Plan your annual worming programme in advance and keep an accurate record of when horses are wormed and the name of the product and active ingredient in the product used.
Inadequate, inappropriate or infrequent worming can seriously affect the horse’s health and well-being. All horses and ponies that graze together should be wormed at the same time, using the same product. It is important, in a yard, to have a communal worming programme that is strictly followed by all owners.
Small Redworms are now widely resistant to benzimidazoles-based products. In addition resistance to pyrantel based wormers has been confirmed. If you are concerned that these products may no longer be working ask your vet to check by doing a ‘faecal egg count reduction test’.This test can also be used to check the effectiveness of your worming programme.
Some authorities advise using only one type of wormer (active ingredient) throughout the grazing season (April– September) with a change of wormer, containing a different active ingredient, the following year. However annual rotation may be inadvisable where resistance to one or more groups of wormer has been reported.
In addition recent published reports suggest that using moxidectin more than once a year may accelerate the rate of development of resistance to the macrocyclic lactone group of wormers.
At specific times of year it may be necessary to control either Tapeworm or Bots. Treat for Tapeworm in October using a broad-spectrum combination wormer containing ivermectin plus praziquantel e.g. Eqvalan‚ Duo, which controls both tapeworms as well as other important parasites.Alternatively use a specific treatment for Tapeworms such as a double dose of a pyrantel or a praziquantel treatment. A second treatment for Tapeworms can be given ten weeks after turnout. Where horses are grazed all year round this second treatment should be given in February.
Bots can be targeted in December, after the first frost has killed off the adult flies, using an ML-based product. Different products control varying numbers of bot species and lifecycle stages of this parasite. Ivermectin based products provide the most comprehensive control. Bot eggs can be removed with a specially designed Bot comb during the summer months.
There may also be a need to control encysted Small Redworms.Young and veteran horses are more likely to be susceptible to this parasite stage. This can be done in November with either a five-day course of fenbendazole or using a treatment of moxidectin.

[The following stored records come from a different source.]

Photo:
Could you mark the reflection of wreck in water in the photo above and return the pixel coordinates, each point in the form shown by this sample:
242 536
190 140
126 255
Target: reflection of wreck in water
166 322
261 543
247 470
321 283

In ‘at risk’ horses such a treatment should be complementary, but not replaced thorough a preventative worming programme during the year, combined with good pasture management.
WHERE TO BUY WORMERS & ADMINISTRATION
Wormers can be purchased from veterinary surgeons or from saddlers and merchants whose premises are icensed by the Pharmaceutical Society of Great Britain.

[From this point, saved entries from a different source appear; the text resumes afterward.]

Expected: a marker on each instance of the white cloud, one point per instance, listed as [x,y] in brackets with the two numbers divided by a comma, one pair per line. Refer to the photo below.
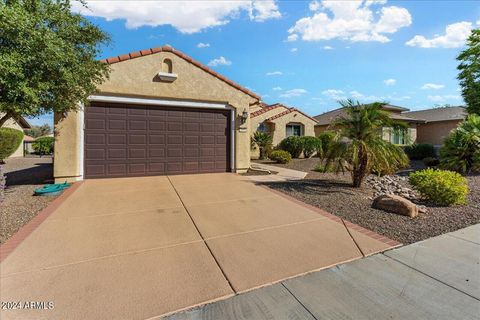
[314,5]
[221,61]
[274,73]
[439,98]
[350,20]
[293,93]
[455,36]
[433,86]
[334,94]
[390,82]
[185,16]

Take care when administering wormers to ensure that the correct dose is given and to avoid wastage. Check labels for any warnings or contraindications e.g. use in foals. If you are using oral syringes, firstly identify the correct dose then remove the syringe cap. Guide the syringe into the corner of the horse’s mouth and aim it toward the back of the tongue before dispensing the wormer. It may be necessary to raise the horse’s head briefly to ensure that the wormer is swallowed.

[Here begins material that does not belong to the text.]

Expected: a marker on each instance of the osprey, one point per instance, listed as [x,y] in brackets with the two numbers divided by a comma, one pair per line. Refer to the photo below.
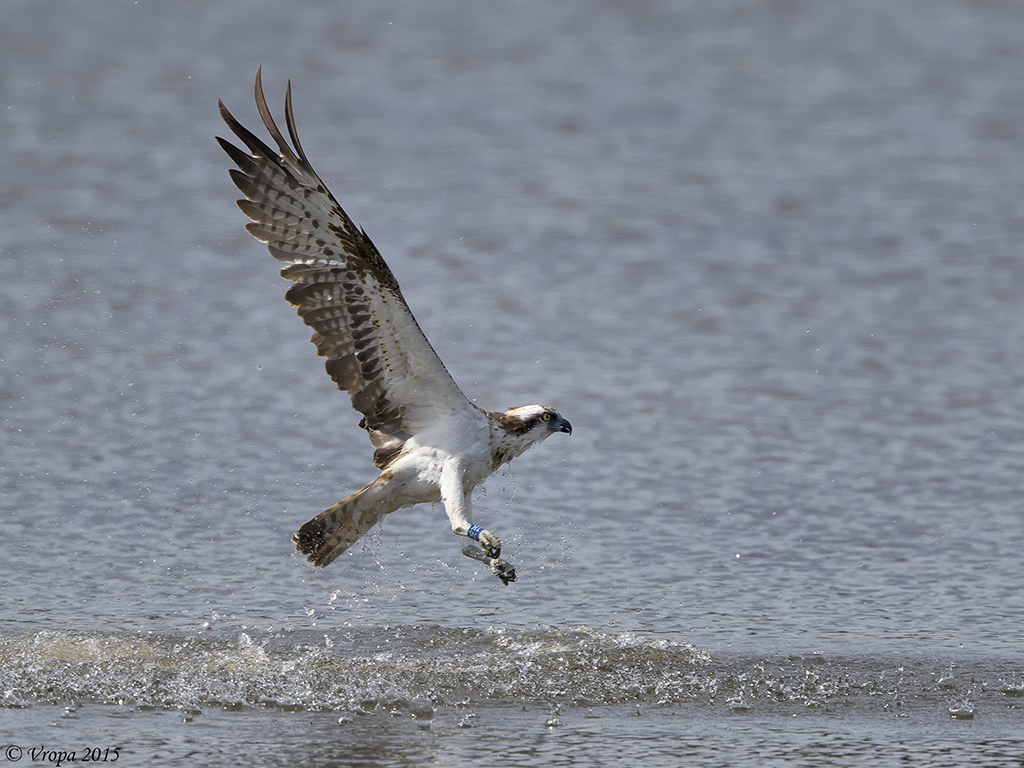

If administering wormers in the horse’s feed, mix the dose into part of the normal ration, if necessary, add succulents to tempt the horse. Once the wormer has been eaten, the remaining ration can be fed.
Seek veterinary advice for further details about worming horses and to check the effectiveness of your worming programme. Always contact your veterinary surgeon if your horse has diarrhoea (scour), shows signs of colic or loss of body condition.
All new horses should be wormed on arrival and kept stabled or in a yard for 48 hours before being turned out with existing horses. To ensure that you are not bringing resistant worms into your yard these should be treated with a ML-based product.